Hemmed In

My elderly parents have recently made a will, but I’ve been told by friends
that I am unlikely to see any of their money because of debts hanging over
me, such as a mortgage repossession, loan arrears and credit card debts.

They say these organisations would grab their chunk first, and there’d be
nothing left for me.  Is this correct?  NS

They would only be able to take your inheritance away from you if you are a
declared bankrupt.  If you came into money, or it looked as if you were
about to come into money, during the period of your bankruptcy, the
trustee-in-bankruptcy would be able to intercept it to pay off your debts.

Your parents may want to redraft their will, at least temporarily.  Probably
the best arrangement will be for your parents’ estates to pass into
Discretionary Trust, it will then be a matter of the trustees of that trust
waiting until your position is more financially secure before distributing
your inheritance to you.

Loose threads

I was involved in a small business partnership.  We had a bank credit card
which was used for buying fuel and so on, on which the balance was cleared every month.  In the last two months before the partnership was wound up we spent £600, but the bank sent us statements showing this had been paid, and the accounts were finalised accordingly. 
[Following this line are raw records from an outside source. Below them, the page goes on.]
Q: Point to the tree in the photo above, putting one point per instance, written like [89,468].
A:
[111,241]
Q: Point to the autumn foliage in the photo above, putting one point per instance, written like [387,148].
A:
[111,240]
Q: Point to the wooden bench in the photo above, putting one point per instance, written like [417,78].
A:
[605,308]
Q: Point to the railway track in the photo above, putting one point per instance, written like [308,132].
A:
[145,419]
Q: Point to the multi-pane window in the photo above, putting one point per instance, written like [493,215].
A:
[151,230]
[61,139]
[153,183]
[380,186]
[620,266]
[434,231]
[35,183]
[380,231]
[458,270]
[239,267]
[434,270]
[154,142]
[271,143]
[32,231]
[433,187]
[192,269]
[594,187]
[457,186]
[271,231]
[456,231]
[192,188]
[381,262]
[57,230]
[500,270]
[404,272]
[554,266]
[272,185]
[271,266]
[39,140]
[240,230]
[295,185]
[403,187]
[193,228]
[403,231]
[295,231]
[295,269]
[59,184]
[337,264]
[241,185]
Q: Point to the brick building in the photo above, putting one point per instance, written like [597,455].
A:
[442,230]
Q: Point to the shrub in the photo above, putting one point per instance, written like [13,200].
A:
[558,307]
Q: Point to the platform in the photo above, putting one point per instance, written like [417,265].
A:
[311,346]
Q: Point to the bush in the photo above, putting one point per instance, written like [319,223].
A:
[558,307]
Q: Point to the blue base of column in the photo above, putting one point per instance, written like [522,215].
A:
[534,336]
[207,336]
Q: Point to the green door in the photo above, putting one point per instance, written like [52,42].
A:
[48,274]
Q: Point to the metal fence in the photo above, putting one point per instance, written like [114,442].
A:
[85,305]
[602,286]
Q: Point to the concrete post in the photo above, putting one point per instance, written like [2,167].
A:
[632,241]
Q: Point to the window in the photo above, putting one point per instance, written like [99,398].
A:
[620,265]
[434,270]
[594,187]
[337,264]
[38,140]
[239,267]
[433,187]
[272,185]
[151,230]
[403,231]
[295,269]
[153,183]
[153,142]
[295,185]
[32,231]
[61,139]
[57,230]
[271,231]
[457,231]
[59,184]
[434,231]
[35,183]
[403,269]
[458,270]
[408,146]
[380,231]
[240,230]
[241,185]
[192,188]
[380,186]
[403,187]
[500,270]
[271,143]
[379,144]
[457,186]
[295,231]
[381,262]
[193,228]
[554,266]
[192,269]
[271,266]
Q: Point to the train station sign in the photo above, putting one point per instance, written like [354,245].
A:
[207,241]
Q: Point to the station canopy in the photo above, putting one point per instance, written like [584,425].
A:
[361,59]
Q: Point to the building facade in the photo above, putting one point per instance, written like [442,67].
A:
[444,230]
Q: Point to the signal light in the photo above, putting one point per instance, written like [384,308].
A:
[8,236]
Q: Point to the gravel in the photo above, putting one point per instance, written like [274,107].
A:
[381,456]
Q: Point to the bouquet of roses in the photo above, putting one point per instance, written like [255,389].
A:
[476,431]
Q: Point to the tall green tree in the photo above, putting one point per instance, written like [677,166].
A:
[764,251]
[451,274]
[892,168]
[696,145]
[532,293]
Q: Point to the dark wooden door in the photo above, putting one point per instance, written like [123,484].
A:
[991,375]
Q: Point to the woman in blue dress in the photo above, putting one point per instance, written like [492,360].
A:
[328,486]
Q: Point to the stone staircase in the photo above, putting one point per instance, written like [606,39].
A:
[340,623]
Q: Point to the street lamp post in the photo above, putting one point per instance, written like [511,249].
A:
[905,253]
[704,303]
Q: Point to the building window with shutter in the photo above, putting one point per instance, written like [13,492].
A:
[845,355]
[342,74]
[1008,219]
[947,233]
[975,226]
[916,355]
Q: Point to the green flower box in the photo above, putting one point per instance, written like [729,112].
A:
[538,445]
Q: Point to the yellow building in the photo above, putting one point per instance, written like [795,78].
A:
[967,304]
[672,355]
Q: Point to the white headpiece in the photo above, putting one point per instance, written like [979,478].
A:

However, the bank has now written to us saying there was an error and the money is still outstanding.  What is my position?  MD

If the bank gives you incorrect advice in this case in the form of your
statements, and you are worse off as a result, you may have a defence
against the bank’s claim for payment.  On this basis, because it might cost you money in accountant’s fees for instance to redraft your accounts, you could certainly negotiate to pay less than the £600.